Quanti dipendenti ha Athonet e quanto fattura?
«Quindici. Un milione di euro».

Dovrà licenziare qualcuno?
«Ho assunto una persona proprio oggi. Né in Gran Bretagna né in Svezia ho trovato il livello di competenza dei ragazzi che escono dall'Università di Padova».

Ma i neolaureati non hanno scelta: emigrare o restare qui a far la fame.
«Siamo la nazione più sottostimata al mondo per le risorse umane, che invece rappresentano il nostro asset migliore. Sarà che stando per molti anni all'estero si diventa patrioti, ma mi sentivo in debito col mio Paese».

E il suo Paese l'ha accolta bene?
«Se dovessi giudicare dall'avventura kafkiana che stiamo vivendo con la Regione Friuli Venezia Giulia, direi di no. Ma resto fiducioso. Sono sicuro che alla fine prevarrà il buonsenso».

Di che avventura kafkiana parla?
«Primo ha visto la luce nell'Area science park di Padriciano dipendente dal ministero della Ricerca, dove gli edifici non hanno numeri civici, bensì lettere alfabetiche.
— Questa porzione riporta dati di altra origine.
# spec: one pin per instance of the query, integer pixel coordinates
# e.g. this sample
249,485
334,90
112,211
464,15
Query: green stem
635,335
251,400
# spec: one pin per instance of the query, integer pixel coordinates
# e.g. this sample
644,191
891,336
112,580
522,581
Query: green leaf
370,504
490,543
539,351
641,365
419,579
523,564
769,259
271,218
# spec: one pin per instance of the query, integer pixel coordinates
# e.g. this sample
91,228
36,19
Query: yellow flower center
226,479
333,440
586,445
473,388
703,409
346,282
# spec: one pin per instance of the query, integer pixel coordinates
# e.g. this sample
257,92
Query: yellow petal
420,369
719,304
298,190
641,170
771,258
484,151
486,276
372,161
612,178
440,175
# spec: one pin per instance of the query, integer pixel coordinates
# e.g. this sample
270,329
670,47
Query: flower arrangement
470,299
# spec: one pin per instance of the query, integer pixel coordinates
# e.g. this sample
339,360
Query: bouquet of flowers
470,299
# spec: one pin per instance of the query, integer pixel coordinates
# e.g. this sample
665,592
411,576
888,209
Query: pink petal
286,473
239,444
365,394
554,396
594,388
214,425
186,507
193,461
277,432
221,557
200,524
Siccome il nostro laboratorio ha traslocato da una palazzina a un'altra, distante meno di 300 metri, la Regione pretende di ritorno i fondi che ci aveva erogato perché sostiene che avremmo lasciato l'Area science park».
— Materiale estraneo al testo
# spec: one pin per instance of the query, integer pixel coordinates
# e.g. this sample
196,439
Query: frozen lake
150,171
Il 79,6% della popolazione tra gli 11 e i 74 anni, pari a 38,4 milioni di italiani, accede a Internet; 16,8 milioni lo fanno da cellulare, 2,7 milioni da tablet. Per quanto può resistere la Rete a questo tasso di sviluppo?
«Internet non va giù quasi mai. È la rete mobile che fa cilecca. Faccio un esempio: in questo istante noi due ci mettiamo a parlare fra noi con i rispettivi cellulari. Ha idea di quale giro vizioso sono costrette a fare le nostre parole? Da qui vanno al ripetitore più vicino, poi finiscono in centrale magari a Venezia, da lì rimbalzano a Milano e da Milano ritornano in Veneto con altrettanti passaggi. Invece se comunicassimo con la banda larga di Primo tutto avverrebbe in questa stanza, senza sovraccarichi per la rete nazionale».
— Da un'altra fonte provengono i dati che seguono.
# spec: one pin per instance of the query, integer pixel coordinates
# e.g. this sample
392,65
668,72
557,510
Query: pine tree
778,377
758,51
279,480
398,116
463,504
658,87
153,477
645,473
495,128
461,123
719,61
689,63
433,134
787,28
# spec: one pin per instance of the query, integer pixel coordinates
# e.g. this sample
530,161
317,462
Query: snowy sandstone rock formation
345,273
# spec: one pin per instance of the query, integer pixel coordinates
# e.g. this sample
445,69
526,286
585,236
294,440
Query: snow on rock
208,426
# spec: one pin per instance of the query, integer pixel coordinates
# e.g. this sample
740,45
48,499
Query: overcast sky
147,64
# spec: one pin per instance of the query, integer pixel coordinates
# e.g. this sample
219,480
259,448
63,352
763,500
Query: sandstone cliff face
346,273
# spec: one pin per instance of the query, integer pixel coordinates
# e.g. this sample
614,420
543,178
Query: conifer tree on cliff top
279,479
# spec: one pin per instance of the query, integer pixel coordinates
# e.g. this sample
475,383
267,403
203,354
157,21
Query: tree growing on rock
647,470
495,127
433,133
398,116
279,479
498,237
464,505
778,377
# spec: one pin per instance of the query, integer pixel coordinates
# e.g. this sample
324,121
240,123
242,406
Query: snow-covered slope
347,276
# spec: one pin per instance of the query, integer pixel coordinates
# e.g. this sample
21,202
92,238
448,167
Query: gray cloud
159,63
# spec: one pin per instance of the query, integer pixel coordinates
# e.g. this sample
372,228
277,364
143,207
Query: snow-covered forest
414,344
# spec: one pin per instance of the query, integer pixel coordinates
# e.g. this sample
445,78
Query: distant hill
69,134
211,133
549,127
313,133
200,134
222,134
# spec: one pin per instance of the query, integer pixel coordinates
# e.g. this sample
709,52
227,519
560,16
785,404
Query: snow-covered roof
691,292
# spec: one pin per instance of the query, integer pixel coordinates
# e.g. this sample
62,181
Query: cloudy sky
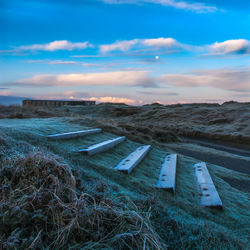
132,51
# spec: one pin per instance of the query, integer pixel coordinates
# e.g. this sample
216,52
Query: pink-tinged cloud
52,46
227,79
195,7
114,100
52,62
237,46
117,78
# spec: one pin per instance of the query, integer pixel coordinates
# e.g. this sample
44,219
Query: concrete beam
209,196
75,134
103,146
168,172
132,160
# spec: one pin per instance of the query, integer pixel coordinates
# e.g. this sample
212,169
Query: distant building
55,103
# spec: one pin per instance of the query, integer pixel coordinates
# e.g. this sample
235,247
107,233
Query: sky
130,51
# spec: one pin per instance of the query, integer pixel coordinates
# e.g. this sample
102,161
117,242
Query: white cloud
160,42
119,78
53,62
195,7
52,46
227,79
157,43
118,45
237,46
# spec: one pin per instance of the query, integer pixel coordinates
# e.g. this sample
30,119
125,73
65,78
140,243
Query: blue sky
133,51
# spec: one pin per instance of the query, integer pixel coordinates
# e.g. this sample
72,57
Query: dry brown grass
41,208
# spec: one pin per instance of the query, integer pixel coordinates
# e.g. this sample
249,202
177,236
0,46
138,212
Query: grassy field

Le prossime frontiere quali sono?
«In futuro non esisterà nessuna macchina che non sia collegata al Web. Ci sarà una fame spasmodica di connettività per far funzionare il mondo. Useremo droni per spostare i container delle merci senza più bisogno dei mulettisti. I sensori sulle piste degli aeroporti saranno controllati da una rete cellulare come la nostra, l'unica in grado di garantire atterraggi e decolli anche in situazioni di emergenza».

Dia un consiglio ai suoi colleghi imprenditori che non vedono la fine di questa maledetta crisi.
«Non lo dico perché sono stato costretto per sette anni a rimanere all'estero. Lo dico perché ci credo: dobbiamo fare di tutto per mantenere il lavoro in Italia. Delocalizzare, cioè portarlo in terra straniera, è la fine della creatività e l'inizio della sconfitta, significa che un giorno non si troveranno mai più le persone capaci di fare la differenza in un'azienda. Perché le idee restano dove si tramutano in lavoro, non ho dubbi su questo. Noi qui dentro lo sperimentiamo ogni giorno. Ed è l'unico segreto del nostro successo».

Ma secondo lei la crisi durerà ancora a lungo?
«Mi auguro di no. In tutta sincerità, non lo so. Spero soltanto che non abbia ragione Freak Antoni, leader degli Skiantos, il gruppo rock demenziale».

Cioè?
«Si dice che una volta toccato il fondo non puoi che risalire. A me capita di cominciare a scavare».